Amid setbacks for the secondary market at home, where investors have been retreating to safe-haven Treasury securities, Wall Street continues to seek out securitization opportunities overseas.

"Firms continue to look at this business in global terms," said George P. Miller, vice president and deputy general counsel at the Bond Market Association.

Securitization is "increasingly global in character," despite inadequate infrastructure overseas, he said.

He spoke last week during a panel discussion hosted by the association.

Fannie Mae is seeing a "growing interest" in mortgage securitization overseas, said Martin Levine, Fannie's managing director for international housing finance services.

Thailand, Hong Kong, and South Korea are among the countries that have recognized that issuing mortgage-backed securities may lay the groundwork for attracting capital back into sectors from which it has fled, Mr. Levine said. Some of these efforts combine government policies and private enterprise. And the movement has continued despite economic volatility.

The European landscape is "still a situation of separate jurisdictions," said Timothy E. Stapleford, managing director at Bear, Stearns & Co.

The creation of a single currency for much of Europe will provide "a lot of impetus for re-thinking," he said, but it will not guarantee smooth sailing. "Beneath the single currency, you still have nation-states."

Foreign companies are not on a level playing field with U.S. companies for securitization, despite the "ongoing standardization" of the legal and accounting framework across Europe, Mr. Stapleford.
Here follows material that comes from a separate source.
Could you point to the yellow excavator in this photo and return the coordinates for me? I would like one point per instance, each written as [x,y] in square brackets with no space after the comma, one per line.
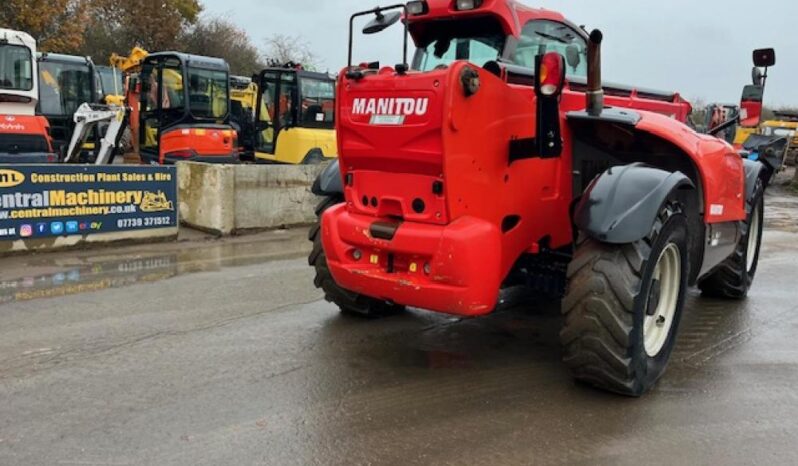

In Germany, Citibank, Ford Motor Co., Capital One Financial, and MBNA Corp. have done several securitizations, because they found both "tremendous liquidity" and sizable demand, he said.

France has a highly evolved legal and regulatory environment for mortgage and asset securitization that gives French companies better opportunities in France than German companies have in Germany, Mr. Stapleford said.

But regulatory difficulties are not stopping the international wave of interest in securitization. "Even banks that are capital-rich are looking to securitize as a means to more effectively manage capital," he said. He said investors and issuers are also pushing for increased securitization activity.

Panelists noted that widening spreads, reduced liquidity, and overseas economic crises have made Wall Street firms more nervous about the risk in asset-backed securities.

"Spreads have widened so much that many investors have stepped back from the market," as evidenced by the scarcity of activity in bonds rated BBB or below, noted Michael M. McGovern, director and senior counsel in the corporate and institutional client group in Merrill Lynch's office of general counsel.

On Wall Street, many firms are rethinking diversification and risk- adjusted rates of return "and just going back to basics," said Mr. Stapleford of Bear Stearns.